Hyldyr Publishing organized a reading from their recent work, The Meresberg Spells, and, for me, the event was a wondrous reminder of that fact. As you may gather, this post is not our typical review but a glance into another topic of fascination for us. The oldest recovered examples of written language date back over five-thousand years to the ancient script of Sumerian cuneiform. As one can imagine, the area and its peoples would already have had a rich oral tradition filled with myths and stories. Would it surprise you then to learn that the first written words were not great tales of the gods and their deeds but instead lists of traded goods? This mundane truth in no way lessens the magic inherent in storytelling however. Indeed when one listens to the impassioned speaker reading from a text, the realities of the characters which make up that task are weighed little against the plucking of the heart-strings.
To be sure, the fantastical tales did not go long unwritten. The most famous of these works is, of course, The Epic of Gilgamesh. But, to my mind, the more fascinating story is the one recounting the invention of writing, by the inventors of writing. According to the ancient Sumerians, their written language was not developed, as records would indicate, simply to track the movement of goods and animals. In their telling, two kings engage in a contest of riddles, one setting the other increasingly impossible tasks. As their contest reaches its climax, one king finds his messenger, having been exhausted by his many trips across the desert, unable to speak his response to his rival king. Whether in exasperation or kindness, the king takes a lump of clay and writes his message upon it, thus inventing writing.

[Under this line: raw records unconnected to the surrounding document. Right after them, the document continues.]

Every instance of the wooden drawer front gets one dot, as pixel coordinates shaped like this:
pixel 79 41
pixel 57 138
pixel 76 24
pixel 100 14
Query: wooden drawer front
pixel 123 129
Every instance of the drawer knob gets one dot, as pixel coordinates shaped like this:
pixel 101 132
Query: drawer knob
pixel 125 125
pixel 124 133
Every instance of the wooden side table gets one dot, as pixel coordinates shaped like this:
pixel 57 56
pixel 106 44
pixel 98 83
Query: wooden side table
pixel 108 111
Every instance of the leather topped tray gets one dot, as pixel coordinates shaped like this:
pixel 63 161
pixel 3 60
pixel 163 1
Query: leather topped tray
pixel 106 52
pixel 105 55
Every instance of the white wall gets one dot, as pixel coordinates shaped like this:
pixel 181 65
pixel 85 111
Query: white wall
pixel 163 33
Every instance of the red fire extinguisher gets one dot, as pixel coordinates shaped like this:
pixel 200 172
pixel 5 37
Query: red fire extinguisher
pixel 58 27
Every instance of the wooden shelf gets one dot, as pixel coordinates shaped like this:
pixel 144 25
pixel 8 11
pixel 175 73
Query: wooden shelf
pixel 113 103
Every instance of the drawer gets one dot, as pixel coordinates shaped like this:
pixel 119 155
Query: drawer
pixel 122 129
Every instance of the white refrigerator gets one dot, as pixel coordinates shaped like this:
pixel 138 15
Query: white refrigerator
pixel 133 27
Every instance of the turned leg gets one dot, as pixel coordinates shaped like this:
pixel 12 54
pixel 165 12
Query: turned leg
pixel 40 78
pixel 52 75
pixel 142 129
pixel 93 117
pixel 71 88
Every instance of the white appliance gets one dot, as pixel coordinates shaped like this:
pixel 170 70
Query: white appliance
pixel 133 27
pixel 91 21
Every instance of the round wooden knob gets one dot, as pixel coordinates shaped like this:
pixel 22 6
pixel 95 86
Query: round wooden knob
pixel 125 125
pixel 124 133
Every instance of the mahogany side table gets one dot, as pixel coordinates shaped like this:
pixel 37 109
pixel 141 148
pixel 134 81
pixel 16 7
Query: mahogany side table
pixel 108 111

Why is this simple tale so intriguing? Because, unless our understanding is flawed, this story represents the fact that the crafting of fiction followed almost immediately after the invention of writing. Every time the modern writer sets pen to paper, they carry forward a tradition older than nations. Every time a dramatic reading of a work of ancient literature captures the hearts and minds of a crowd, we are carried to a time remembered only by the watching stars.